Reentering the workforce after a long absence can be daunting, and Kristine Pearce (’10) knows that well. Shortly after her graduation from UCLA Anderson, Pearce gave birth and quit her job to raise her daughter. During her break from full-time work, she found an opportunity for both her husband and her to temporarily relocate and work in Manila, where they spent the next six years.
“We were very lucky,” Pearce says. “My husband had a great opportunity to work for a multinational company while I worked for our family’s logistics and warehousing business. I had the opportunity to wear many different hats, leading IT and business transformation initiatives, and to double our company’s revenue while having the flexibility and support to raise my daughter.”
“Before Career Re-Launch, I would only look at a job if it was an exact fit. I realized I was eliminating myself from a lot of opportunities by not even trying at all.”
Despite her experience, Pearce found it tough moving back to the U.S. in 2017. She realized that the employment landscape had changed. Without the support of family nearby, she needed to figure out how to have a fulfilling career and find work-life balance.
“It was important that I make decisions that are not only best for me, but for my daughter — to be there as she adjusted to a new home, school and friends,” Pearce says of the family’s move back to the U.S. Anderson’s Career Re-Launch program was the perfect fit, she says: “It provided me the opportunity to think about and explore a new career path, and gave me the confidence to take on new challenges.”
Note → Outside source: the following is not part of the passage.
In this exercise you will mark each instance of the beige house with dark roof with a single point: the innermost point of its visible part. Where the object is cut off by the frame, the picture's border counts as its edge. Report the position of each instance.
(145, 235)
Among the support mechanisms Pearce found helpful were the program’s kick-off at Anderson’s annual Velocity Women’s Leadership Summit in 2018, the Birkman personality assessment and coaching sessions for all Re-Launch participants, monthly webinars, free access to LinkedIn Premium and small group discussions with other Re-Launchers.
“Having a community of other Anderson alumnae Re-Launchers was a life saver,” she says. “They were there when I was going through family and medical challenges and while I was looking for a job. Just knowing that you are not alone in this and have other women you can lean on in times of need was what got me through it all.”
Consultations with Anderson’s alumni career services director David Cooley (CERT ’08) were also invaluable. Pearce said Cooley provided career coaching, improved her resume with strong content, created a networking strategy and helped her through video chats and mock interviews.
“David and Jill Baldauf (B.A .’79, ’81; associate dean of alumni relations) were personally invested and really wanted to help us,” she says. “They believed that we could go out there and do this, which was so empowering. With UCLA and Anderson, I felt I had gotten a new family who gave me the confidence to take chances, knowing that even if I fail first, that was OK!”
Perhaps her biggest takeaway came from one of the professors, who pointed out a key difference between male and female job seekers: Men apply for a job even when they meet just 60 percent of the qualifications, but women apply only when they meet all of them. As one Forbes article stated, “Women don’t feel confident until they’ve checked off each item on the list.” The advice: Women need to have more faith in themselves.
“Before Career Re-Launch, I would only look at a job if it was an exact fit,” she says. “I realized I was eliminating myself from a lot of opportunities by having a very narrow focus and not even trying at all. The program gave me the courage to take risks and apply for positions that I really wanted even if I don’t check all the boxes. It also provided practical instructions on how best to lead an interview with one’s accomplishments, which helped me to position myself for a particular role.
“I wanted to apply to Amazon Web Services, and I have IT systems implementation experience but no direct experience with AWS or cloud infrastructure services. I was able to convey the technology and business challenges that I had to overcome to turn around my family’s business and that went a long way. I also took the initiative and learned about AWS and passed the certification for AWS Cloud Practitioner before the interview. AWS looks for people who understand and can act on its leadership principles, people who can grow with a company that is growing fast and changing. They don’t just hire for the role; they hire you as a fit for the company and its culture,” Pearce says. Needless to say, she landed the position.
“We can all make a difference if we are not so afraid to risk and fail first.”
“Our technology is evolving at such a rapid pace that I learn something new every day,” she says. “It’s exciting to work for a company that encourages you to learn new things and challenge yourself beyond anything you’ve done before. Even though it is such a large organization, it still feels like Day 1. I get to mentor new hires and help large enterprise customers innovate with AWS. Plus, my daughter thinks I’m super cool because I work with my customer and help them implement new technologies, such as Alexa, into their devices!”
Pearce returned to help in the Career Re-Launch program as a panelist in 2019, reminding others of the importance of exploring what motivates you, leveraging past experiences and being able to illustrate the benefits that those skills might bring to any company of interest.
Beyond the Career Re-Launch program, she is continuing to mentor and help other women who are looking to go back to the workforce, including leading a pilot of the AWS Returner’s Program in the U.S. “We can all make a difference if we are not so afraid to risk and fail first,” she says.